Yes I use the forklift a lot for this kind of stuff. Makes everything much easier. So I didn't get a lot done tonight. I don't have very many SAE taps to fix threads. Everything I have is metric. I even had to go out and by sockets and wrenchs cuz I never needed SAE before.

 

So I fit the hood and the fenders. Looks pretty good. Only minor work to get good gaps and alignment.

 

IMG_0259.jpg

IMG_0260.jpg

 

So I have a few questions. Did a lot of searching on here, but I havn't found out the best solution ( or I don't really know what terms to use to search for what I'm looking for).

 

First, the 70 truck has a 2 piece drive line and the 69 has a single long one from a 620 connected to the 5 speed. My question is I like the 2 piece drive line, it looks like there is better clearance when I lower the truck. Can I shorten the one behind the tranny, or is the single long one the better route.
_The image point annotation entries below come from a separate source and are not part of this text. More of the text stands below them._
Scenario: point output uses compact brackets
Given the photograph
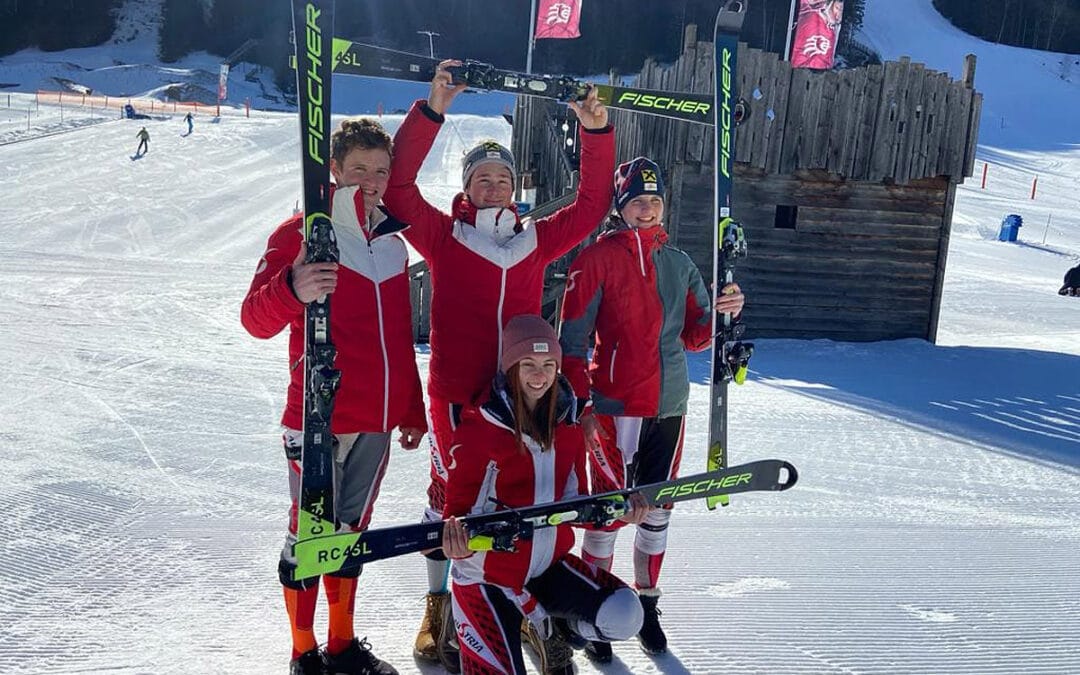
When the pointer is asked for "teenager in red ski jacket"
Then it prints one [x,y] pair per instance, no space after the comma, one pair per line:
[521,445]
[647,302]
[370,326]
[486,266]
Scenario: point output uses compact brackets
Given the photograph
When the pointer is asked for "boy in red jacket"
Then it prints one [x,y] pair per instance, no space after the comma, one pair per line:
[521,445]
[370,324]
[486,266]
[647,302]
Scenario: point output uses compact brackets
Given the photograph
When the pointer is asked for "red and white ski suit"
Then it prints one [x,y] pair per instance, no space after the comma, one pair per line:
[486,267]
[491,591]
[370,320]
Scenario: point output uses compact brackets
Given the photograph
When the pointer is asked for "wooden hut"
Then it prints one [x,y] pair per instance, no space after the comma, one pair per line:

If so I am going to have to have that one redone cuz the welds don't look to good, and I am not sure it is correct length anyways.

 

Second, I will have the stock D21 disc brakes up front and will fab up some disc brakes for the rear. I understand the 280z Master cylinder is good upgrade, but as far as I can tell it is recommended when there is still drums in the rear. Is this the best M/C for 4 wheel disc? I would like the best option, not afraid of fab work or cost.

 

Third, lowering. In the front I plan to get D21 drop spindles, can I also re-index the torsions? or is lossening the bolts at the rear of the torsion the only way. In the rear I would like to not use blocks. It looks like if I cut into the frame rail and raise the leaf spring mounts I can bring up the rear close to 3" and then find the elusive 4X4 620 leafs for another 1" to get 4". Also I would redo the perches for the correct angle. Has anyone done it this way? Is there anything I should be concerned about doing it like this?

 

Thanks for all the kind comments. And your help is appreciated.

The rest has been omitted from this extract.